The acute effect of exercise on β-cell function during a high fat meal (HFM) in young (YA) vs. old (OA) adults is unclear. In this randomized cross-over trial, YA (n=5M/7F, 23.3±3.9y) and OA (n=8M/4F, 67.7±6.0y) underwent a 180 min HFM (12 kcal/kgbw; 57% fat, 37% CHO) after a rest or exercise (~65% HRpeak) condition ~12hr prior. After an overnight fast, plasma lipids, glucose, insulin, as well as FFA were determined for peripheral, or skeletal muscle, insulin sensitivity (Matsuda Index) as well as hepatic (HOMA-IR) and adipose (Adipose-IR) insulin resistance calculations. β-cell function was derived from C-peptide and defined as early (0-30min) and total phase (0-180min) disposition index (DI, glucose-stimulated insulin secretion (GSIS) adjusted for insulin sensitivity/resistance).
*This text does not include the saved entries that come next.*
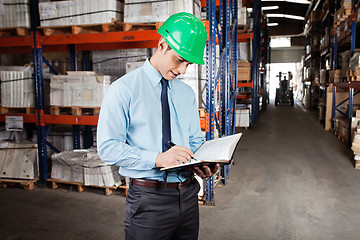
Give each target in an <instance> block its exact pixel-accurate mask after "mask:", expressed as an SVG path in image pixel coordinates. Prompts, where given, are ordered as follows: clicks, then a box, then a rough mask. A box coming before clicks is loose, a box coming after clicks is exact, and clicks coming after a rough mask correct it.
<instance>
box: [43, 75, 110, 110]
mask: <svg viewBox="0 0 360 240" xmlns="http://www.w3.org/2000/svg"><path fill="white" fill-rule="evenodd" d="M109 85H110V76H107V75H103V76H100V75H96V74H95V72H82V71H79V72H68V75H53V76H52V77H51V82H50V105H51V106H67V107H101V102H102V99H103V98H104V95H105V92H106V90H107V88H108V87H109Z"/></svg>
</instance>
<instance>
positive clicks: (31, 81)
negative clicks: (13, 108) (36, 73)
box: [0, 67, 35, 108]
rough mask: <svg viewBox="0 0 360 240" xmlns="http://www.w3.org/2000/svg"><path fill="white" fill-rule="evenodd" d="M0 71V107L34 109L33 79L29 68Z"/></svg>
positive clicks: (34, 100) (34, 104) (34, 93)
mask: <svg viewBox="0 0 360 240" xmlns="http://www.w3.org/2000/svg"><path fill="white" fill-rule="evenodd" d="M5 69H6V70H1V71H0V80H1V106H2V107H7V108H26V107H35V97H34V96H35V93H34V89H35V87H34V79H33V77H32V73H31V70H30V68H29V67H8V68H5Z"/></svg>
Hepatic insulin extraction (HIE) body composition (DXA) and VO2peak were also assessed. OA had higher TC, LDL, HIE and DI across organs as well as lower adipose-IR (all, P<0.05) and VO2peak ( P=0.056) despite similar body composition and glucose tolerance. Exercise lowered early phase TC and LDL in OA vs. YA ( P<0.05). However, C-peptide AUC, total phase GSIS, and adipose-IR were reduced post-exercise in YA vs. OA ( P<0.05). Skeletal muscle DI increased in YA and OA after exercise ( P<0.05), while adipose DI tended to decline in OA ( P=0.06 and P=0.08). Exercise-induced skeletal muscle insulin sensitivity (r=-0.44, P=0.02) and total phase DI (r=-0.65, P=0.005) correlated with reduced glucose AUC180min. Together, exercise improved skeletal muscle insulin sensitivity/DI in relation to glucose tolerance in YA and OA, but only raised adipose-IR and reduced adipose DI in OA.